OP, I'm wondering why they want to talk to you...possibly they want to make a case for your departure on the grounds that he is not the sort of man who will be any good for you. Maybe they want to protect you.

Or maybe they want to ask you not to take him away from them.

The thing is, it's not really up to you what he does. It's up to him. You can only control what you do.

I'd suggest walking away for the time being, it all does sound an unholy mess. And it's currently nothing to do with you. They all need to sort it out between them.

And then, if he comes back to you, you need to think really carefully about whether or not you want to be with a man who lied to you before he even met you.

He sounds like he's really messed up, tbh. not someone who is ready actually to start a new relationship. I'd be really wary of a man with such obvious issues. Sorry x

MaBumble · 27/03/2012 17:21

There seems to a load of married men out there on dating sites doing the 'I'm separated thing'. My own very lovely sister nearly got caught in the same trap. It was even worse though. The reason they were 'seperated' was because wife was staying with her patents while undergoing chemo, while he looked after the kids.

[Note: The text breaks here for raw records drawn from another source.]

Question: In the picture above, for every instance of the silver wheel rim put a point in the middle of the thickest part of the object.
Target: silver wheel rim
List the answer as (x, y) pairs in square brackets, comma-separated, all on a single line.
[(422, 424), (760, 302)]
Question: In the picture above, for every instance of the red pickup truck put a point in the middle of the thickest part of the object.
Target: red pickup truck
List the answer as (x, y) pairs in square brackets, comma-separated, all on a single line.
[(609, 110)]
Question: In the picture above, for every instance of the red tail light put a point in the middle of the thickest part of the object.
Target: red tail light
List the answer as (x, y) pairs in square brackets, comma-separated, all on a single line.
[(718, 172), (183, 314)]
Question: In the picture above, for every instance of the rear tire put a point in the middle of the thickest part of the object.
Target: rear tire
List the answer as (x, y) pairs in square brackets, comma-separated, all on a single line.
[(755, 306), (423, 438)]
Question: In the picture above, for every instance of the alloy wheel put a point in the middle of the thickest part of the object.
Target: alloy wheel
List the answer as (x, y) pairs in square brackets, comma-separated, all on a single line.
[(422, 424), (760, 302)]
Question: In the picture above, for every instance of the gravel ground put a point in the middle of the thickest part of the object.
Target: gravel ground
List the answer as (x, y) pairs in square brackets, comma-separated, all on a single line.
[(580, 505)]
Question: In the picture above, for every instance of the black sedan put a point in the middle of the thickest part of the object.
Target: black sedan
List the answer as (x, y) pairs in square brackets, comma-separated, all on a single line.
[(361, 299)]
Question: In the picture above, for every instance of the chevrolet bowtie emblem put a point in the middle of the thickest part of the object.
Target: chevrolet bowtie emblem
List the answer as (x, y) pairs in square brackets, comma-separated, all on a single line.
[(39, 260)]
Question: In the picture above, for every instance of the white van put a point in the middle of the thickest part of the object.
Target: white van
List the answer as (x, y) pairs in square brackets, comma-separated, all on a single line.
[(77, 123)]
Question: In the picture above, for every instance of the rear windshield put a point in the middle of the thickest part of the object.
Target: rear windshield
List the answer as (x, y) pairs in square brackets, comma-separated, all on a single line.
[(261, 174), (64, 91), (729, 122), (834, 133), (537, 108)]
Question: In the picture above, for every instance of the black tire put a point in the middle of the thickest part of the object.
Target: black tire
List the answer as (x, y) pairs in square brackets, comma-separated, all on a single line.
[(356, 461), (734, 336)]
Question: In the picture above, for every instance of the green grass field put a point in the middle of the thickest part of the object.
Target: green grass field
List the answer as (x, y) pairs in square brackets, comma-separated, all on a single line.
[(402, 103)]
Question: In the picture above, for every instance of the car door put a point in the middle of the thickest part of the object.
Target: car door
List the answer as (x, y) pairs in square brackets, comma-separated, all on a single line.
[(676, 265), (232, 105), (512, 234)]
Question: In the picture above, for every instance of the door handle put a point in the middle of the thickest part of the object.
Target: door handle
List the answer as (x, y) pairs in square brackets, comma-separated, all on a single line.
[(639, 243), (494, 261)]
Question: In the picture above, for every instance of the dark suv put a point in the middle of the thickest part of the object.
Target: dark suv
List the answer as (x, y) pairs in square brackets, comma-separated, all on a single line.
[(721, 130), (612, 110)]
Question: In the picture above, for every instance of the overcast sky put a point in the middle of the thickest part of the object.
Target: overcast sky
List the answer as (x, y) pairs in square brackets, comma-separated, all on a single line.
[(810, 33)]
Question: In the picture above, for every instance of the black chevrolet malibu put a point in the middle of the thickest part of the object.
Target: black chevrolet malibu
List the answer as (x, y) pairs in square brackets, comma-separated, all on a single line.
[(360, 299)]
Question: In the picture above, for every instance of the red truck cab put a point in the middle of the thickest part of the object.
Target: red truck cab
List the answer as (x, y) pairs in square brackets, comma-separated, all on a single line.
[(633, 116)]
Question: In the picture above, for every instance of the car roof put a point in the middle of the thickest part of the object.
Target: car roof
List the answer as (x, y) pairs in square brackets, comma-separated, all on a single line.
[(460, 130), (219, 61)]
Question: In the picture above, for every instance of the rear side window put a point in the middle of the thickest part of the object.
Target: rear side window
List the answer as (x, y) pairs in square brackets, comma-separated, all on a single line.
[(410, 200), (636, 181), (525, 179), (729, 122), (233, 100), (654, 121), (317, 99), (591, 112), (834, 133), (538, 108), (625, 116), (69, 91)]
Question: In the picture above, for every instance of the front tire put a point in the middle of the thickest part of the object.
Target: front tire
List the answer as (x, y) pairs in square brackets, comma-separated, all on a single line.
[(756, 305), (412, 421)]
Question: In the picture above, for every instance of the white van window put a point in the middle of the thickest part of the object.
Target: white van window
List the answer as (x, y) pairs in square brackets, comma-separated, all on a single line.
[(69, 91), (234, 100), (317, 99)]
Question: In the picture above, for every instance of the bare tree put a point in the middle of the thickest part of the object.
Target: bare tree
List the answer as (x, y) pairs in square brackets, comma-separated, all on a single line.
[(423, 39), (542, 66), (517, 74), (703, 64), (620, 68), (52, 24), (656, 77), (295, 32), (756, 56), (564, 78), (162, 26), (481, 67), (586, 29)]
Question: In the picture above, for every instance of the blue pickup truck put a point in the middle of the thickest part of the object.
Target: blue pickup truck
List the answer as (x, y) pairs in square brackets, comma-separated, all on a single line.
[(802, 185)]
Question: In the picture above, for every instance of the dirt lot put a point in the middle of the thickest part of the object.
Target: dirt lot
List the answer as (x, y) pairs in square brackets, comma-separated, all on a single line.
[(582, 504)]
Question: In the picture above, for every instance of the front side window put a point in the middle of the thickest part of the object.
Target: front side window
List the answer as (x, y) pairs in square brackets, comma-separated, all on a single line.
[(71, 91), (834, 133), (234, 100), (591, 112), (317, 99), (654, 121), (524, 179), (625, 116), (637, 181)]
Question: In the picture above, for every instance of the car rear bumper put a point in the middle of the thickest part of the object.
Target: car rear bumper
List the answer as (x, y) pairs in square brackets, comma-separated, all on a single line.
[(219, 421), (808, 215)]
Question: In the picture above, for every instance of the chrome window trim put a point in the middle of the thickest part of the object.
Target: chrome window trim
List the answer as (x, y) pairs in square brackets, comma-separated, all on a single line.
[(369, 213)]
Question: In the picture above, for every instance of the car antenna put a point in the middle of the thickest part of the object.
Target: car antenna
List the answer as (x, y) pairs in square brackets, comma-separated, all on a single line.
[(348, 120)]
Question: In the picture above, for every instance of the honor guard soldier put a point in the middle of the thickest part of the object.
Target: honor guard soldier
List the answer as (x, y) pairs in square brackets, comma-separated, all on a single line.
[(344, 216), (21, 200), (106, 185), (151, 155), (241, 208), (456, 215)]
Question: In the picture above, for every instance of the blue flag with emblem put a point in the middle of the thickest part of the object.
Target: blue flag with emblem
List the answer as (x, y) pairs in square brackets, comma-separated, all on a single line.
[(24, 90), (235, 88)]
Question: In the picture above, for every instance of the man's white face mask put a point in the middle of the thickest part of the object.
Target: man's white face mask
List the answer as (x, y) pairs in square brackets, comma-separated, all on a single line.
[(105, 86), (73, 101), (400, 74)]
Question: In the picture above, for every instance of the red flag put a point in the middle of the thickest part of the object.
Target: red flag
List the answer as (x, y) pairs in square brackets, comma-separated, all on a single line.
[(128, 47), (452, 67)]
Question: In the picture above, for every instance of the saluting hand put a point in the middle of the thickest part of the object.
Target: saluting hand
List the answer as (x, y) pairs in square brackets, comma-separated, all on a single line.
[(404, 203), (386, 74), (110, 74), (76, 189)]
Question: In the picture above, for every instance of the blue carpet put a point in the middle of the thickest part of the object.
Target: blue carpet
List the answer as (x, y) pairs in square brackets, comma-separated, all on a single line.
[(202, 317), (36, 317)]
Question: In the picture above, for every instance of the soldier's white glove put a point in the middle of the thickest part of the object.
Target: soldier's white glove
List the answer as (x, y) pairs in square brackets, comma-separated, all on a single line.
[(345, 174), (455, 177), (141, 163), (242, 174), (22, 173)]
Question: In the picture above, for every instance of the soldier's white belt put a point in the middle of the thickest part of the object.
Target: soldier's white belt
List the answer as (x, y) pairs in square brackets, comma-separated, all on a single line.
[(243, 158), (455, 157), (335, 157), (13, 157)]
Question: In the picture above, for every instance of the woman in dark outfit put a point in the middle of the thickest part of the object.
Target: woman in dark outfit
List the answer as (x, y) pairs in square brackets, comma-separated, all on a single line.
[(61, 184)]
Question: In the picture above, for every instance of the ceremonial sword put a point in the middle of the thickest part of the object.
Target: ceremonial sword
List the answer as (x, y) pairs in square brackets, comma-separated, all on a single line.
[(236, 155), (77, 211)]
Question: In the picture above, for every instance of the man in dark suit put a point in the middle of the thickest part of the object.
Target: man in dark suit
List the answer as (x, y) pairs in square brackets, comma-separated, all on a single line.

I'm going to tell you what I told her.

Get out now before your whole life is destroyed. He will only hurt you, in the same way he is hurting and destroying his wife and children's lives. He isn't looking for a relationship, he is looking for an emotional prop while he gets on with the next stage of his totally selfish life. Then you will be discarded. He will be lovely, charming, make you feel like you are the only person that matters. Because for now you are his excuse to walk away.
You are worth much more than someone else's cheating lying husband.
Good luck.

Abitwobblynow · 27/03/2012 17:25

Usurper. I would contact the wife. To APOLOGISE for all the hurt you have helped cause her [you can have no possible idea how hurt she is]. And explain that he lied saying he was separated, so you have both been lied to. Dump him back into his own self-created shit.

He is NOT in love with you. He doesn't know you. He is in love with his projection, a fantasy, a delusion that you will make him as young as you are. 'You' as a real human being don't actually exist for him right now, except for the tremendous high and self-esteem he is feeling as a result of fucking you, your smooth skin and your no-children-have-yet-to-pass tight twat. He's still got it, he's the man, he isn't getting old!!!!!! Sorry to be brutal, but you need to wake up AND you need to stop feeding his addiction (to you).

This person, and his evident problems (consisting of at least 3 devastated people that you and he have dehumanised in your selfishness, as well as: avoidance, chaos, not being very together, blaming, and not taking responsibility for problems/feelings HE HAS) are very, very, very bad news for you, your well being and your future. If you were in a healthy place you would be feeling revulstion for this sad geezer who wants to run away from people who care about him, and vampire off your youth.

Please don't get sucked into this mess. Please go into counselling NOW to work out why you got charmed into the excitement, instead of seeing the sleazy reality straight off and declining to get involved.

You have really hurt people, and you have allowed yourself to be used. STOP IT. Throw his number away and block his from your phone.

PS google 'limerance' if you want to understand the high of it. It is NOT love.